Diş hassasiyeti tedavileri, esirgeyici ve uygunlaştırıcı tedaviler olarak iki ana başlıkta incelenebilir.

  • Koruyucu tedaviler; hassasiyet oluşumunda tesirli olan risklerin ve etiyolojik faktörlerin azaltılmasını, oral hijyen eğitimini, oklüzyon ve diyet düzenlemelerini kapsar.
  • Terapötik tedavi formları ise; uygulanma formüllerine nazaran, meskende hasta tarafınca uygulanan ve klinikte diş tabibi tarafınca uygulanan (profesyonel) tedaviler olmak üzere 2’ye ayrılır.

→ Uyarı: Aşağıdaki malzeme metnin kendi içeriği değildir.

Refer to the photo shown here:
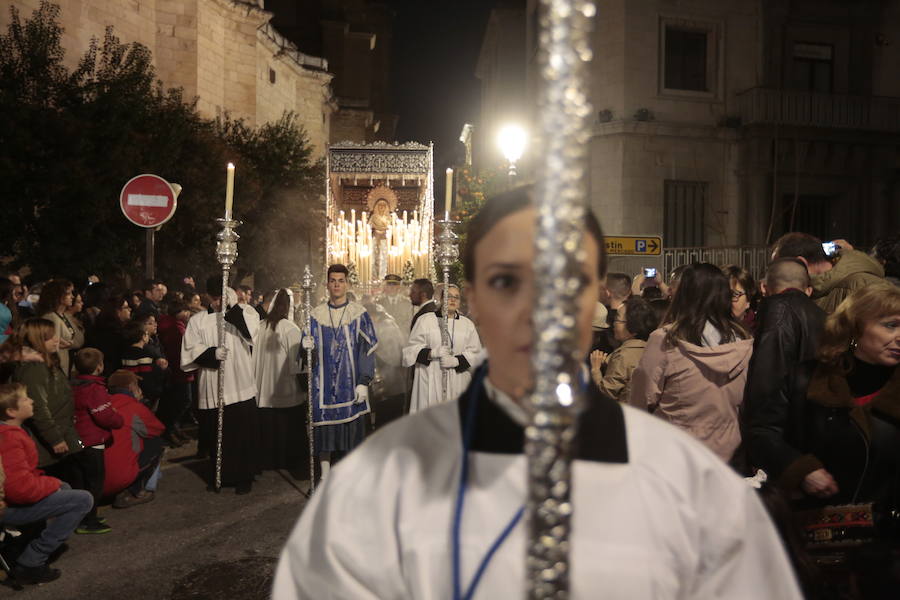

  • hafifçe-orta şiddette ve yaygın diş hassasiyetlerinde birinci tedavi seçeneği konutta uygulanan tedaviler (yumuşak kıllı diş fırçaları ile bir arada kullanılan hassasiyet giderici diş macunları, gargaralar vb.) olmalıdır. Şayet hastaya konutta başlatılan tedavide 2-4 hafta sonunda ağrıda rahatlama ve azalma olmadığında, klinikte diş tabibi tarafınca uygulanan tedavi iIe devam edilmelidir. Ağrı devam ederse daha ileri tedavilere geçilir.
  • Diş hassasiyeti tedavi edilmezse, hastanın günlük ömür kalitesi azalır. Ayrıyeten daha sıradan sistemlerle tedavi edilebilecek durumlar vakit içinde ilerler ve daha komplike tedavi biçimlerine geçilmesine niye olabilir.